# Webcam skype su gentoo

## Gaap

ciao, vorrei fare girare la mia webcam su gentoo, ovviamente se possibile...

il modello è questo:

http://accessories.skype.com/item?SID=6ca934bea6cae3c6d0f186a06562b12aacb:4545&sku=SPRO07

qualcune ha idea su quale procedimento seguire o su che pacchetti utilizzare?

grazie

----------

## u238

io direi inizia con un lsusb e poi vedi se è supportata nel v4l nel kernel.. poi nei dettagli non saprei, mai avuto 1 webcam..

al limite STFG  :Wink: 

----------

## Gaap

Ok la webcam è vista:

```
Bus 003 Device 003: ID 0ac8:301b Z-Star Microelectronics Corp. ZC0301 WebCam
```

non l'ho mai installata sotto linux quindi non saprei come andare avanti... altri suggerimenti?

----------

## u238

guarda, ho cercato "0ac8:301b" con google e la prima pagina mi dice questo: 

This camera is now supported by the spca5xx driver. See http://mxhaard.free.fr/spca5xx.html

 :Rolling Eyes: 

----------

## Gaap

Ok grazie 1000 ora provo a guardare... vi faccio sapere se mi serve una mano...  :Very Happy: 

----------

## nick_spacca

 *Gaap wrote:*   

> Ok la webcam è vista:
> 
> ```
> Bus 003 Device 003: ID 0ac8:301b Z-Star Microelectronics Corp. ZC0301 WebCam
> ```
> ...

 

Se cerchi nel forum c'è sicuramente una marea di thread su linux&webcam...

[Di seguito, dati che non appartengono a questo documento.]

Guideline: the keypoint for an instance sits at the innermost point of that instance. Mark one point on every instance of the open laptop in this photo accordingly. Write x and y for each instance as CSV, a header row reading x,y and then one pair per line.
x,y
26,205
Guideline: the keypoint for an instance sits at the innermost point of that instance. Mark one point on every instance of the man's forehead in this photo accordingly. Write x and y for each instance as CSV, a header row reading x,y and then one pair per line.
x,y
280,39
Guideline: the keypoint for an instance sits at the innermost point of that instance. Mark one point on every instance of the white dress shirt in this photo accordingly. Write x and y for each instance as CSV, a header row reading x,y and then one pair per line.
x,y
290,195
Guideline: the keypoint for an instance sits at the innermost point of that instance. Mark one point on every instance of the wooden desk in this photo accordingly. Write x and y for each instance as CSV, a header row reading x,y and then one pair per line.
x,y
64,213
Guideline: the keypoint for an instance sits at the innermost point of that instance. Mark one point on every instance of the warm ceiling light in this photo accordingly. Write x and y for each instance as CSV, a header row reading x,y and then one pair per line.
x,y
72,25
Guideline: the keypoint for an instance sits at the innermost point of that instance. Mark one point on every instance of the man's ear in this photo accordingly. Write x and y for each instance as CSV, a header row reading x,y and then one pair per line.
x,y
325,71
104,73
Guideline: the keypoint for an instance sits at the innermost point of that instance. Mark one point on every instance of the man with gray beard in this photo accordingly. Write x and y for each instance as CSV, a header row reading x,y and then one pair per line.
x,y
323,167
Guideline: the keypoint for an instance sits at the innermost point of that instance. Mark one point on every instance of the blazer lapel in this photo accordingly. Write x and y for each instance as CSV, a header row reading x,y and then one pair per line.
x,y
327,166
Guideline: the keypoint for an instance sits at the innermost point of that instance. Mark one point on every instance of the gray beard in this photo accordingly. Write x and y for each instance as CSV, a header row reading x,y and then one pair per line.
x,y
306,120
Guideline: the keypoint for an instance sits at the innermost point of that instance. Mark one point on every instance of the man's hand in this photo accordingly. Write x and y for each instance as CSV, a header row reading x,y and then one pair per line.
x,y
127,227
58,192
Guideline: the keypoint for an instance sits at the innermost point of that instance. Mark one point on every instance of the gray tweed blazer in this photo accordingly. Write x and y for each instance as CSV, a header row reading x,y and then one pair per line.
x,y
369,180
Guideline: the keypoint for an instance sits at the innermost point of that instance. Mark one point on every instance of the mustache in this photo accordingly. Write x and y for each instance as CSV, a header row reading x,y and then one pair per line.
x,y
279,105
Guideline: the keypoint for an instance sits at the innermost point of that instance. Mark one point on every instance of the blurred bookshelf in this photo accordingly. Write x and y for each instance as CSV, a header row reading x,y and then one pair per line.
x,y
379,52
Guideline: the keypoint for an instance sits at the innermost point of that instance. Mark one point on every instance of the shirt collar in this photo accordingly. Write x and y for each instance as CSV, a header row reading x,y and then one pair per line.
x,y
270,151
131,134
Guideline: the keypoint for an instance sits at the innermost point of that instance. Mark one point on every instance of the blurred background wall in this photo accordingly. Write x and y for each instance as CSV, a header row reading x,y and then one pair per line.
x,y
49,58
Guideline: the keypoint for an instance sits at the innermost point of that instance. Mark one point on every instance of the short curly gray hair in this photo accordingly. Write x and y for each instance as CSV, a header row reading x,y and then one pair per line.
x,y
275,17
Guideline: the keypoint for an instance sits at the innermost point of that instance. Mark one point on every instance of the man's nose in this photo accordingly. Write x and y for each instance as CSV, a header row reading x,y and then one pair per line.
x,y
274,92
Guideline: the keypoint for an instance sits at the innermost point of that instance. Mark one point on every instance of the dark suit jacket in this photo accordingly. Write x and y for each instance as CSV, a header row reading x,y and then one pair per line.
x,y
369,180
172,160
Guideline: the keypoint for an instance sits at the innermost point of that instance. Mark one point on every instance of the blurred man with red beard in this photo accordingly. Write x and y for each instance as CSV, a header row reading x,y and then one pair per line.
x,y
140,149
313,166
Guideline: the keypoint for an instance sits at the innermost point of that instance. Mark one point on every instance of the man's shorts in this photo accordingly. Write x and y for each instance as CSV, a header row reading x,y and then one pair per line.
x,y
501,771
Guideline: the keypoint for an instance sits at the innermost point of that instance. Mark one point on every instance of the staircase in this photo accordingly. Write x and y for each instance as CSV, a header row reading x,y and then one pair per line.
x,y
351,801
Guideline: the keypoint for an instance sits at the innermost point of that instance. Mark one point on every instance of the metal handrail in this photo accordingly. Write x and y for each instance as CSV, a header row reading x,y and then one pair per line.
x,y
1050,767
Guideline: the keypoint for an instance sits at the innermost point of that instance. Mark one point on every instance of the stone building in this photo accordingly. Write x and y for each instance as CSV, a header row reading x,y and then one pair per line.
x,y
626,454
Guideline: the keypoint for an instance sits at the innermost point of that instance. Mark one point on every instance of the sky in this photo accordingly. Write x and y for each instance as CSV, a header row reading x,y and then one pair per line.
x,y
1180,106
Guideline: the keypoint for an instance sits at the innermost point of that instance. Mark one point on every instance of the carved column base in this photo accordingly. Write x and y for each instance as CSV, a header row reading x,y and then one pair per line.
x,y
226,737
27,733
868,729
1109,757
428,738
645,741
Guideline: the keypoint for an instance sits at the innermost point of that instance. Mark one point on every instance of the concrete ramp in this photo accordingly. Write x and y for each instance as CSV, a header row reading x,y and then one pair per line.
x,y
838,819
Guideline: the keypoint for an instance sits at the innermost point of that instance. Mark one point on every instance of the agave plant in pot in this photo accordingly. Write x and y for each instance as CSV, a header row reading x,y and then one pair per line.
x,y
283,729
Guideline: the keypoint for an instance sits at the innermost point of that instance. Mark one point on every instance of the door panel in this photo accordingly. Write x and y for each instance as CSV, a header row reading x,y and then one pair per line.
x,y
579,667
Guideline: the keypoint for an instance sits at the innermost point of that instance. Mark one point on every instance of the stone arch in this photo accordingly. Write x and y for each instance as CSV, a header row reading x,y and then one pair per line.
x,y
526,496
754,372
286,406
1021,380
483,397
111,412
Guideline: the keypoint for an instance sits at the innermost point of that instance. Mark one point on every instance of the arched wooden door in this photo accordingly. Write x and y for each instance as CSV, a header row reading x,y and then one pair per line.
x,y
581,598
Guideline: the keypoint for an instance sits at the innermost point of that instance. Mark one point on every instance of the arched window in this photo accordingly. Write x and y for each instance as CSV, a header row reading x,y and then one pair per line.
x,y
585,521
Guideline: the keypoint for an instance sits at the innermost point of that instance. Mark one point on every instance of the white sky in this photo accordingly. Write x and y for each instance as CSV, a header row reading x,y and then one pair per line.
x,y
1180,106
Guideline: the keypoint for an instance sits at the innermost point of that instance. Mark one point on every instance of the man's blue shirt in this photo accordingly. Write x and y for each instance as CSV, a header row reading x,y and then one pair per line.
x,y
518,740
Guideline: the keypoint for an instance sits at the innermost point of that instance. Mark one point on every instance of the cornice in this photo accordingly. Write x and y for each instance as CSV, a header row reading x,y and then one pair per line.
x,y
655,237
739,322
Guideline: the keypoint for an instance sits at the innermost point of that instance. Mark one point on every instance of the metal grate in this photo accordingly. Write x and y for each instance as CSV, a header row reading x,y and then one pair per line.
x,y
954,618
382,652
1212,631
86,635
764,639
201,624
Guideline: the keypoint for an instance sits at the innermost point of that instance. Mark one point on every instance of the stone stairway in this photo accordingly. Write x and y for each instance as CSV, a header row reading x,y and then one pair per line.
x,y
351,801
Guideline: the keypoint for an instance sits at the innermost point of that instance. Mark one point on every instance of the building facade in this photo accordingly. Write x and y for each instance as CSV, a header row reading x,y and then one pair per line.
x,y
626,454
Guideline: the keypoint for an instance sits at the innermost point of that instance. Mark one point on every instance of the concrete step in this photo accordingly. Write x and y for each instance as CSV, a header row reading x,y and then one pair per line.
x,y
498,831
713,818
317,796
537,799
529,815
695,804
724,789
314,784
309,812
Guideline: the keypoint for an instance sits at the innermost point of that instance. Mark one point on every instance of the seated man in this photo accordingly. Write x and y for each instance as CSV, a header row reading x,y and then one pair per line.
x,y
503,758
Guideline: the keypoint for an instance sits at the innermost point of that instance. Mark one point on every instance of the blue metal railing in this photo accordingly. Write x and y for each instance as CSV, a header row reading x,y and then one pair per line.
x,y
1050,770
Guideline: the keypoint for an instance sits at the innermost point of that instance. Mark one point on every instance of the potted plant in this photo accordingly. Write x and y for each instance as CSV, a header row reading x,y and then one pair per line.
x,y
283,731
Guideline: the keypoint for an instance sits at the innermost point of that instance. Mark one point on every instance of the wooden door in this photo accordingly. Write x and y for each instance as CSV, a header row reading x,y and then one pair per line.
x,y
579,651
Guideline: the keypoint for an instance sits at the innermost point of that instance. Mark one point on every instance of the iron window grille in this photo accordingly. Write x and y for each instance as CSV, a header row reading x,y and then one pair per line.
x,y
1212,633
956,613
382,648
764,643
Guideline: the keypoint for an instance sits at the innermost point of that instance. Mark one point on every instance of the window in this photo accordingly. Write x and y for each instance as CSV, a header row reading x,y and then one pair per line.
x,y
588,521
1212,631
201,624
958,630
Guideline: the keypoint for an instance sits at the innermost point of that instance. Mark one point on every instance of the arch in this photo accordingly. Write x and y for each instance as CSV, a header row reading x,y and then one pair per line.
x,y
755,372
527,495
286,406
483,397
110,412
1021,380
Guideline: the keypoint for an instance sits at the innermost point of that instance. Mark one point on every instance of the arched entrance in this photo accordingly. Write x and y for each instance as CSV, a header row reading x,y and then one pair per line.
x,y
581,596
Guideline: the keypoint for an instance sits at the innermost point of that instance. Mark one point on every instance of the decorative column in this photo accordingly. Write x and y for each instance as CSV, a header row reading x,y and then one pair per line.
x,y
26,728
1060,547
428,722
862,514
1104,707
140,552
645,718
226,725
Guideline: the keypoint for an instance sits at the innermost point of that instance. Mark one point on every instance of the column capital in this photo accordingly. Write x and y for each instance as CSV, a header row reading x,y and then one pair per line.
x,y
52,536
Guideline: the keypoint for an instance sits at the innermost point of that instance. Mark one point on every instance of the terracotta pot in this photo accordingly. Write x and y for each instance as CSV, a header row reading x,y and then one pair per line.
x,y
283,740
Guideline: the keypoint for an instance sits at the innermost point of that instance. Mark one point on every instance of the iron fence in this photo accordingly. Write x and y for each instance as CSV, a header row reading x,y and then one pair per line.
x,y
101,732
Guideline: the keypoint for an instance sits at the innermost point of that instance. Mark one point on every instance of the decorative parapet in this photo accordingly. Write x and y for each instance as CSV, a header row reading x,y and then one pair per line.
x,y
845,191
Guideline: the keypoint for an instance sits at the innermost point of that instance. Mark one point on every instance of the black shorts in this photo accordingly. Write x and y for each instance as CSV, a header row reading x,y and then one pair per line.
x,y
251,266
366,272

Ma secondo me il problema è un altro.... Skype sotto linux SEMPLICEMENTE NON supporta il video..al momento utilizzabile SOLO su win (per altro appoggiandosi per altro ad un software esterno...), e se non sbaglio avevo visto nel forum di skype (sezione Linux) che anche con wine non sia possibile utilizzare la webcam...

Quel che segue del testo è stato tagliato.